The probability of two independent events

probability

A fair coin is tossed, and a card is drawn from a standard deck (52 cards). What is the probability that you tossed a head or drew an ace?

Let 'A' be the event of getting head from the coin toss and 'B' be the event of getting ace from the deck.

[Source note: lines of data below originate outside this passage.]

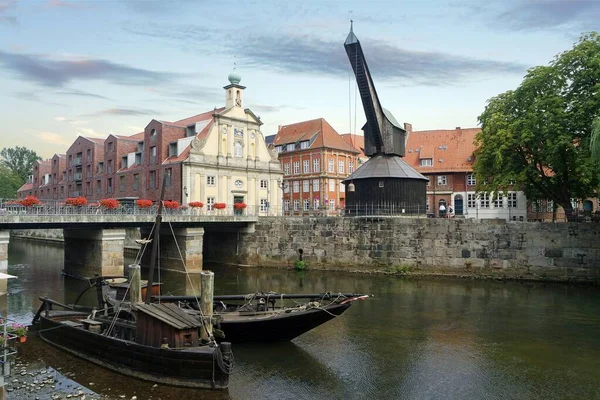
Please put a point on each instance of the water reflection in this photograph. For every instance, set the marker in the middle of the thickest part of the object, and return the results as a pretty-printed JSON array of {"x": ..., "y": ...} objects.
[{"x": 416, "y": 339}]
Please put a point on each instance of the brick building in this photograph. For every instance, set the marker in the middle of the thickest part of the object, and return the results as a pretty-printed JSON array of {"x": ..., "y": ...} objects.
[
  {"x": 315, "y": 159},
  {"x": 217, "y": 156}
]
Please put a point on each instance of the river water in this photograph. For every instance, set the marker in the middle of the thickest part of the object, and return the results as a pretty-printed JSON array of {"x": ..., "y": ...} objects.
[{"x": 415, "y": 339}]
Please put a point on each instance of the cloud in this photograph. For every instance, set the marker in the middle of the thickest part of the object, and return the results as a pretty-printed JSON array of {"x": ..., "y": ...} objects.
[
  {"x": 80, "y": 93},
  {"x": 121, "y": 112},
  {"x": 316, "y": 56},
  {"x": 546, "y": 15},
  {"x": 54, "y": 138},
  {"x": 58, "y": 73}
]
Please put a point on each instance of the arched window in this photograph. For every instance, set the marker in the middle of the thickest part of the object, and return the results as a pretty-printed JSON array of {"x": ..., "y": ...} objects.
[{"x": 238, "y": 149}]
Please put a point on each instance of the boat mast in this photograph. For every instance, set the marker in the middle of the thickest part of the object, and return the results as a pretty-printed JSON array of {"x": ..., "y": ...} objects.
[{"x": 155, "y": 242}]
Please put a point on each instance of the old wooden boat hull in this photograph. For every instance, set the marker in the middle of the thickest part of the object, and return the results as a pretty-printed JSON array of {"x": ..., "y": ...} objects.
[
  {"x": 276, "y": 326},
  {"x": 197, "y": 367}
]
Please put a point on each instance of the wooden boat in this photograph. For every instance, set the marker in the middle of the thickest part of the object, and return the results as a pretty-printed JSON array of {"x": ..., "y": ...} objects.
[
  {"x": 266, "y": 317},
  {"x": 156, "y": 342}
]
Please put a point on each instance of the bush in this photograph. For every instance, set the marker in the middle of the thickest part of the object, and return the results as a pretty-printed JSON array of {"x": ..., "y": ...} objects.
[
  {"x": 141, "y": 203},
  {"x": 110, "y": 204}
]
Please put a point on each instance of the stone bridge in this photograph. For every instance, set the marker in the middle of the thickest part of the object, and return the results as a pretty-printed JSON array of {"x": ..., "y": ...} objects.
[{"x": 94, "y": 242}]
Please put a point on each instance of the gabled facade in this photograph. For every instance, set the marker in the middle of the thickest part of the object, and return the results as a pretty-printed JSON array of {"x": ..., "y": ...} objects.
[
  {"x": 446, "y": 157},
  {"x": 315, "y": 160}
]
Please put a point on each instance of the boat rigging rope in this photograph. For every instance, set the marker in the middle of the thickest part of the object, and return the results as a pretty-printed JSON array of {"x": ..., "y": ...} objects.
[{"x": 202, "y": 317}]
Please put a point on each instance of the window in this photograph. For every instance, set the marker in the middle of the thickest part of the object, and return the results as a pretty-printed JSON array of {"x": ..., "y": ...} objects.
[
  {"x": 471, "y": 200},
  {"x": 238, "y": 149},
  {"x": 168, "y": 177},
  {"x": 151, "y": 179},
  {"x": 264, "y": 205},
  {"x": 498, "y": 203},
  {"x": 512, "y": 200},
  {"x": 484, "y": 200},
  {"x": 172, "y": 149},
  {"x": 471, "y": 181}
]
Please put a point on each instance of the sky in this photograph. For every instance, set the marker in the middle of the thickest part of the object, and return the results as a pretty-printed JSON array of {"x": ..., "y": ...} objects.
[{"x": 95, "y": 68}]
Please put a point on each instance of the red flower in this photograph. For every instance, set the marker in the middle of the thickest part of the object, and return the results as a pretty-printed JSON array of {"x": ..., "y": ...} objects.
[
  {"x": 30, "y": 201},
  {"x": 144, "y": 203},
  {"x": 110, "y": 204},
  {"x": 76, "y": 201},
  {"x": 172, "y": 204}
]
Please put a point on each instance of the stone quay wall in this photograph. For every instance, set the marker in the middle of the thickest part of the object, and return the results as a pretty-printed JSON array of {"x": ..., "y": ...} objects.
[{"x": 459, "y": 247}]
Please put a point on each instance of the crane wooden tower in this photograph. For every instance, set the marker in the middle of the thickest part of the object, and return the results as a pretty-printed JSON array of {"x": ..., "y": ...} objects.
[{"x": 385, "y": 184}]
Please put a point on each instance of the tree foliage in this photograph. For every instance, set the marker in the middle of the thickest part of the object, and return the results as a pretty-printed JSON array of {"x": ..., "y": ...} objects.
[
  {"x": 20, "y": 160},
  {"x": 538, "y": 135},
  {"x": 10, "y": 182}
]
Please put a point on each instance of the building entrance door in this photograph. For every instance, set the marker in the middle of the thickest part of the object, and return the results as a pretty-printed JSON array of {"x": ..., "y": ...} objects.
[{"x": 458, "y": 205}]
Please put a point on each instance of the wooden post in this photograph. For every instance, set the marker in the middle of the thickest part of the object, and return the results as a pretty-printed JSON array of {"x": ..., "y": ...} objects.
[
  {"x": 207, "y": 279},
  {"x": 135, "y": 284}
]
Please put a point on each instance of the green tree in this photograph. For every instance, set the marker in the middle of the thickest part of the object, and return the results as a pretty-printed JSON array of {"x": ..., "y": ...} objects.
[
  {"x": 10, "y": 182},
  {"x": 19, "y": 160},
  {"x": 538, "y": 135}
]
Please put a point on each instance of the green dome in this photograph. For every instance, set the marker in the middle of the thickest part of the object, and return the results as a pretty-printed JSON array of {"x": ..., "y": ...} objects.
[{"x": 234, "y": 78}]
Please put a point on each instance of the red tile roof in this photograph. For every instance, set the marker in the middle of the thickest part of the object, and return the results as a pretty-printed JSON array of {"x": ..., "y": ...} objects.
[
  {"x": 326, "y": 136},
  {"x": 450, "y": 150}
]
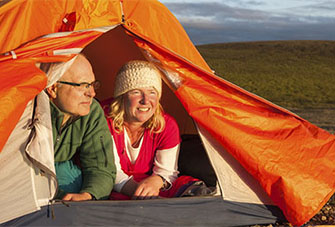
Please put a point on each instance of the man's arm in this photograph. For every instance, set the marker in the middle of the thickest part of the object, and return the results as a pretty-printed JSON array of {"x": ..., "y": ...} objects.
[{"x": 96, "y": 155}]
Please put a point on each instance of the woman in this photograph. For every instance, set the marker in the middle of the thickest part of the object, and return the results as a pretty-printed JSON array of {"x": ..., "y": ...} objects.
[{"x": 145, "y": 138}]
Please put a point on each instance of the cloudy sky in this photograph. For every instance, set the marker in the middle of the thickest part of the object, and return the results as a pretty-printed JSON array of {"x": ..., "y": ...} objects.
[{"x": 217, "y": 21}]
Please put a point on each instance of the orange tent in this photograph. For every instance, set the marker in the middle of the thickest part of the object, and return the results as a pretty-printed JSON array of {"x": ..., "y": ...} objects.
[{"x": 288, "y": 159}]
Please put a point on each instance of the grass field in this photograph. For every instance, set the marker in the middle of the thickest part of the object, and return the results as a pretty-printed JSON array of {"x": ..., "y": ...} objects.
[{"x": 292, "y": 74}]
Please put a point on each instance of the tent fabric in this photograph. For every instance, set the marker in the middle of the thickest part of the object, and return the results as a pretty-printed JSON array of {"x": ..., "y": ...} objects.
[
  {"x": 290, "y": 158},
  {"x": 204, "y": 211}
]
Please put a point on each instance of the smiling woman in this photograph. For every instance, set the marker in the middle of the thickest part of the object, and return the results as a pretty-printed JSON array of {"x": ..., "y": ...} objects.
[{"x": 146, "y": 139}]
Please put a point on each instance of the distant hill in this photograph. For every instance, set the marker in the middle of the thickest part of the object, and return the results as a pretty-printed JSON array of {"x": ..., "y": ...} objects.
[{"x": 292, "y": 74}]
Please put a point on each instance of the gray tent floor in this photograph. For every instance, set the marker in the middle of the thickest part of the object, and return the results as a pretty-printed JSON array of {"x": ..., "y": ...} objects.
[{"x": 186, "y": 211}]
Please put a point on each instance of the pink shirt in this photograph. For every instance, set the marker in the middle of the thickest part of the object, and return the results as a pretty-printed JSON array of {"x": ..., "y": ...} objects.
[{"x": 145, "y": 163}]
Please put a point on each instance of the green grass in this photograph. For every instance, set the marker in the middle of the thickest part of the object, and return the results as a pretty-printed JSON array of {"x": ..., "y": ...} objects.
[{"x": 292, "y": 74}]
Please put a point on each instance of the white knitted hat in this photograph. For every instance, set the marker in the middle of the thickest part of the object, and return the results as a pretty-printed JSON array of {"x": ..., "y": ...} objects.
[{"x": 137, "y": 74}]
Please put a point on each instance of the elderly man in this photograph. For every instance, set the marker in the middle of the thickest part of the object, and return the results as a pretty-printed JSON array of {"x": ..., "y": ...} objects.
[{"x": 84, "y": 160}]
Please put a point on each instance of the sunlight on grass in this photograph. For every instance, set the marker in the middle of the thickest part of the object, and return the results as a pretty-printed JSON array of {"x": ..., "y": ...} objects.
[{"x": 292, "y": 74}]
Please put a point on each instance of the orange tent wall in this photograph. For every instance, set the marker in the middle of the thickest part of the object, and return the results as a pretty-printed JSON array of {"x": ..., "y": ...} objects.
[{"x": 291, "y": 158}]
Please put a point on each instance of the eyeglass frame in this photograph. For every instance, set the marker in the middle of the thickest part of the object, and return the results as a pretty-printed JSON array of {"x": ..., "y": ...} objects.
[{"x": 95, "y": 84}]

My approach is to use the sum rule, which is

P(A or B) = P(A) + P(B) – P(A ∩ B)

My question is

Since tossing a coin and drawing a card are two independent events, can we take take P(A ∩ B) as zero?

Best Answer

The complement event to tossing a head $\color{red}{\text{or}}$ drawing an Ace is :

Tossing a tail and not drawing an Ace.

Probability of complement event occuring is

$$\frac{1}{2} \times \frac{12}{13} = \frac{6}{13}.$$

Therefore, probability of original event is $1$ minus the probability of the complement event, which is

$$1 - \frac{6}{13} = \frac{7}{13}.$$


In general, the assumption that $A$ and $B$ are two independent events does not imply that $p(A \cap B) = 0.$ Simple counter example: Toss a coin twice. Each coin toss is an independent event. If you let $A$ denote the event that first coin toss is Heads and $B$ denote the event that second coin toss is Heads, you do not have that $p(A\cap B) = 0.$ That is, the probability of getting two consecutive Heads on two coin tosses is not zero.